Mais les prêtres des autres dieux, et les vieillards qui avaient été consuls, ou qui avaient obtenu le triomphe, ne purent se résoudre à quitter Rome. Ils se revêtirent chacun de ses habits sacrés et tout resplendissants, et ils se vouèrent en sacrifice pour leur patrie, par une prière dont ils répétaient les termes, après le grand-pontife Fabius ; et ensuite ils s’assirent, dans le Forum, sur leurs sièges d’ivoire, attendant le sort que les dieux leur réservaient.
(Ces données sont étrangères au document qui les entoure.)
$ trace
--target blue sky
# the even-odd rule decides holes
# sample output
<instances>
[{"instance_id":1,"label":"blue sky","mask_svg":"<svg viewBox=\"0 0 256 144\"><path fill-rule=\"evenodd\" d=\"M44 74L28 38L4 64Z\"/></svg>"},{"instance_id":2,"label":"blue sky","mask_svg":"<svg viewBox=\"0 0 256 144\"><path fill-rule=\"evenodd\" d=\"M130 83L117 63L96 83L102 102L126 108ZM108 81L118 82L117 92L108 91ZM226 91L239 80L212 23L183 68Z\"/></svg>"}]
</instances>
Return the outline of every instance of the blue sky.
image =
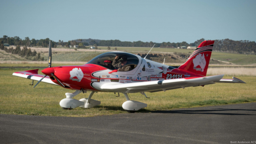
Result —
<instances>
[{"instance_id":1,"label":"blue sky","mask_svg":"<svg viewBox=\"0 0 256 144\"><path fill-rule=\"evenodd\" d=\"M256 0L1 0L0 36L256 40Z\"/></svg>"}]
</instances>

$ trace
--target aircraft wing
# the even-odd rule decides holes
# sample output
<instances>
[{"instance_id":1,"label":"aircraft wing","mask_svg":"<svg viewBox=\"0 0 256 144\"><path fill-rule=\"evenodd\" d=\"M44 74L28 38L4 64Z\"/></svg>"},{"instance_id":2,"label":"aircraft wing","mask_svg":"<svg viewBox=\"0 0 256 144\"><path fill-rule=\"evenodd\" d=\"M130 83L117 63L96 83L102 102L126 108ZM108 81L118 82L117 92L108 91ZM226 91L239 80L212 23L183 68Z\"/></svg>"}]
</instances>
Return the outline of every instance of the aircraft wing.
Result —
<instances>
[{"instance_id":1,"label":"aircraft wing","mask_svg":"<svg viewBox=\"0 0 256 144\"><path fill-rule=\"evenodd\" d=\"M105 84L100 88L109 92L122 93L156 92L190 86L198 86L215 84L219 82L224 74L202 77L186 78L150 82L121 84Z\"/></svg>"},{"instance_id":2,"label":"aircraft wing","mask_svg":"<svg viewBox=\"0 0 256 144\"><path fill-rule=\"evenodd\" d=\"M23 78L27 78L32 80L39 81L44 76L43 75L38 74L38 69L27 70L25 71L14 72L12 75ZM52 84L57 86L60 86L52 82L48 76L46 76L42 80L41 82Z\"/></svg>"}]
</instances>

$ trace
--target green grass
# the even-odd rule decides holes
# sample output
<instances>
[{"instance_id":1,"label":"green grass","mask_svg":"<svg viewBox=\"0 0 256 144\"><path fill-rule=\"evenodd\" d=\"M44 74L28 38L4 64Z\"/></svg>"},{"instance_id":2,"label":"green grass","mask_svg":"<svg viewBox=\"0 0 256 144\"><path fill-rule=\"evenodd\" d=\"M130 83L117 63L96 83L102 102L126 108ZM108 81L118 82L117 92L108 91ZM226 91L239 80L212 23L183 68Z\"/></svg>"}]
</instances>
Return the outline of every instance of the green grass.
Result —
<instances>
[{"instance_id":1,"label":"green grass","mask_svg":"<svg viewBox=\"0 0 256 144\"><path fill-rule=\"evenodd\" d=\"M88 62L105 52L60 52L52 54L52 61ZM48 59L48 54L44 54L44 59Z\"/></svg>"},{"instance_id":2,"label":"green grass","mask_svg":"<svg viewBox=\"0 0 256 144\"><path fill-rule=\"evenodd\" d=\"M34 88L29 85L31 80L12 76L14 72L28 70L0 69L0 114L87 117L127 112L122 107L122 103L126 101L123 94L116 97L117 94L104 92L96 93L92 97L92 99L101 102L99 106L90 109L77 108L63 110L59 105L60 101L66 98L66 92L74 91L42 82ZM40 69L39 72L42 70ZM240 76L238 78L247 84L217 83L204 87L147 93L150 99L146 98L140 94L130 94L130 96L132 100L148 104L147 108L138 112L256 102L256 78ZM79 100L87 98L89 94L89 92L80 94L74 98Z\"/></svg>"},{"instance_id":3,"label":"green grass","mask_svg":"<svg viewBox=\"0 0 256 144\"><path fill-rule=\"evenodd\" d=\"M237 64L245 65L256 63L256 55L213 52L212 54L211 58L232 62Z\"/></svg>"}]
</instances>

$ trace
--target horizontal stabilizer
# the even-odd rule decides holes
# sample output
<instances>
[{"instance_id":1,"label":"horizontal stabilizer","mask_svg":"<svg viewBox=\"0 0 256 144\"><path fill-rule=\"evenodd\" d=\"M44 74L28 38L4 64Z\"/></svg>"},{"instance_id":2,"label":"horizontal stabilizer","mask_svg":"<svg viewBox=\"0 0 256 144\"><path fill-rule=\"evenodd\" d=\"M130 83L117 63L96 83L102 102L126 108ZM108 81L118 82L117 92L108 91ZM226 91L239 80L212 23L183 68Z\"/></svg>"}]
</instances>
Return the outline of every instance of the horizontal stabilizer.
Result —
<instances>
[{"instance_id":1,"label":"horizontal stabilizer","mask_svg":"<svg viewBox=\"0 0 256 144\"><path fill-rule=\"evenodd\" d=\"M214 82L222 82L222 83L240 83L246 84L246 82L242 80L239 79L236 77L233 77L232 79L222 79L219 81Z\"/></svg>"}]
</instances>

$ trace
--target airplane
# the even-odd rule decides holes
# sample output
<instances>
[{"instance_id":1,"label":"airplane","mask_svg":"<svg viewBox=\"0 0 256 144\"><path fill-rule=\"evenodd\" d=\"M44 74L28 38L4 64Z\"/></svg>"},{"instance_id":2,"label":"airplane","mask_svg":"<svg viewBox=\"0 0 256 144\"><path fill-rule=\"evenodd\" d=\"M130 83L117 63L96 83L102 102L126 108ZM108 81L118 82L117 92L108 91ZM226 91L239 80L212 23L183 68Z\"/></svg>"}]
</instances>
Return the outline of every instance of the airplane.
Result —
<instances>
[{"instance_id":1,"label":"airplane","mask_svg":"<svg viewBox=\"0 0 256 144\"><path fill-rule=\"evenodd\" d=\"M140 93L149 98L146 92L165 92L217 82L246 83L234 77L232 79L222 79L224 74L206 76L214 42L202 42L185 63L178 66L169 66L127 52L110 52L96 56L84 65L51 67L50 41L48 67L42 71L44 76L38 74L38 69L15 72L12 75L32 80L30 85L34 80L38 81L34 88L42 82L76 90L66 93L66 98L60 102L64 110L91 108L100 104L100 101L91 98L95 92L102 92L118 93L118 96L122 93L127 100L122 105L123 108L134 113L147 104L130 100L130 93ZM119 68L123 67L126 68ZM87 91L91 91L88 98L72 98Z\"/></svg>"}]
</instances>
Trois jours après la bataille, Brennus arriva devant Rome, avec son armée. Quand il vit les portes et les murailles sans gardes, il soupçonna d’abord quelque ruse, et il craignit une embuscade, ne pouvant croire que les Romains eussent pris le parti désespéré d’abandonner leur ville. Il s’assura bientôt que rien n’était plus vrai ; et il poussa son cheval par la porte Colline[2]. Il avait pris Rome un peu plus de trois cent soixante années après sa fondation, si toutefois on peut croire qu’il se soit conservé une connaissance exacte de ces temps anciens, lorsque l’on considère cette confusion chronologique

  1. Suivant Tite-Live, Albinus les conduisit à Céré en Étrurie.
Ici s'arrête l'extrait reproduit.